It is a play torn out of a human soul."
~ Clive Barnes, The New York Times
Off The Wall Theatre ended its most successful season with "Camino Real!"

The Camino Real is a dead end, a police state in a vaguely Latin American country. And an inescapable condition. Characters from history and literature inhabit a place where corruption and indifference have immobilized and nearly destroyed the human spirit.  Then, into this netherworld, Kilroy arrives...a sailor and all-American guy  with a "heart as big as the head of a baby!" 

A play of unusual comedy, tragedy, power and hope, written during a time of American political turmoil, "Camino Real" is in many ways more potent today than when it was created. It argues for Romance in a world gone cold and heartless. It argues for equality in a world of classes, and it argues for dreams in the harsh light of deception. The play takes the form of a poetic fantasy to illustrate that " Fact is misleading, only in ART is there truth! " 

The wealthy tyrant Gutman, played by the enigmatic Claudio Parrone Jr., rules the town with an iron fist and an equally corrupt police chief played by Thomas Welcenbach. Marguerite Gautier, (Camille) longs to escape from this Town of Death where the spirit of life had dried up! Marilyn White played the most challenging and daunting role of her long and illustrious career.  Her lover, an aging and melancholy Casanova was portrayed by the ever-talented Jeremy C. Welter. Together, they plot and scheme and try to squeeze love from a hopeless existence. 

Kilroy, the former Golden Gloves champ, now demoralized and homeless was played by Nathan Danzer. He attempts to win the admiration of Esmarelda, the Gypsy, played by  the vivacious and multifaceted  Alexandra Bonesho, only to be thwarted by her mother, Carole Herbstreet-Kalinyen.

Others in the large, powerful cast included Milwaukee favorites; Robert Hirschi; James Strange; Patrick McCann; and Lawrence J. Lukasavage; Songs, dances, comedy and a bit of horrifying violence were ingredients contributed by Barbara Zaferos, Barbara Weber, Mark Ninneman, and Sandy Lewis.

Director Dale Gutzman played the role of "The Poet" who dreams the nightmare we see on the stage before us.
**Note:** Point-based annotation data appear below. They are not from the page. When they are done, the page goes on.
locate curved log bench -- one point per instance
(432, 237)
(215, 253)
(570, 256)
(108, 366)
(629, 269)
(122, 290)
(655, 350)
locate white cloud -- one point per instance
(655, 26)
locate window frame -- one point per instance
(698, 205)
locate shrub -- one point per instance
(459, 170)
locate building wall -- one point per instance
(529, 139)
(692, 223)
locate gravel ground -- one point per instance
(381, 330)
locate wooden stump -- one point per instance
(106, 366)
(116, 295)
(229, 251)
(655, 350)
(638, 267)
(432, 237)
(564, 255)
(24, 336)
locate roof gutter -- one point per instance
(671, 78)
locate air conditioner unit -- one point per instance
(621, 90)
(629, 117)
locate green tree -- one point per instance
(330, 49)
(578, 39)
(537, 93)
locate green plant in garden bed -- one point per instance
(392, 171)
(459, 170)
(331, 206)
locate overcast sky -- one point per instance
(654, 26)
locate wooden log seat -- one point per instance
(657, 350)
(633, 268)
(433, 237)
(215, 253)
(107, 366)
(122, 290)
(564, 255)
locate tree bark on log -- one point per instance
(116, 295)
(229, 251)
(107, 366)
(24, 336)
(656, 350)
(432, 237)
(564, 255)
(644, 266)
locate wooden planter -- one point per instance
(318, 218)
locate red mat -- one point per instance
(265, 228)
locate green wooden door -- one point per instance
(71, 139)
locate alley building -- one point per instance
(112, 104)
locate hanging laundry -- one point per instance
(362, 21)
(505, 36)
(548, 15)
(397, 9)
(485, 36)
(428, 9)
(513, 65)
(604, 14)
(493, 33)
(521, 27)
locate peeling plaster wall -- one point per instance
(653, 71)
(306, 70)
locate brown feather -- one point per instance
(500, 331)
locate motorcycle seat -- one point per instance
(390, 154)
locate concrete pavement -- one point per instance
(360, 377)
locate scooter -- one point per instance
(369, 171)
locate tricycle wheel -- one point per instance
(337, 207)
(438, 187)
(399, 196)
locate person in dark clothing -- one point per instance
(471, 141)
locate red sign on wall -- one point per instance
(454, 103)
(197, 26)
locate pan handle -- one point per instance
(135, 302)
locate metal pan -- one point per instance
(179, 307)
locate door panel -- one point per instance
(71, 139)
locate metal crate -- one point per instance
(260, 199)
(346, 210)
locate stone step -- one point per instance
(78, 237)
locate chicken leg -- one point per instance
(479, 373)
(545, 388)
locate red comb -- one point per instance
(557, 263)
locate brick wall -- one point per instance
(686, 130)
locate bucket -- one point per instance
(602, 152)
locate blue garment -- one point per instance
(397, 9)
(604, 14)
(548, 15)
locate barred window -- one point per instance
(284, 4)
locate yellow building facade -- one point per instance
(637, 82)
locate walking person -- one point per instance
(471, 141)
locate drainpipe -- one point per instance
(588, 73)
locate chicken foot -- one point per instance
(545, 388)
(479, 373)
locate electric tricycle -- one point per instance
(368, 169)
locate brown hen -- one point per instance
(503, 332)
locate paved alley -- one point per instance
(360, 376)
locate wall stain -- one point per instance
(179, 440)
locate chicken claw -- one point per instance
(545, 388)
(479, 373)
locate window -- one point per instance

Gutzman reworked Williams various versions of the show, wrestling it down to an acceptable length and form.  It was two hours of unforgettable theater! 

Technical Director David Roper created an environment that surrounded the audience. 

The aidience was caught up in the festivals, the fear, the humor, the humiliation, the erotic tension, and most of all, the magnificent poetry of a man who may be America's greatest playwright.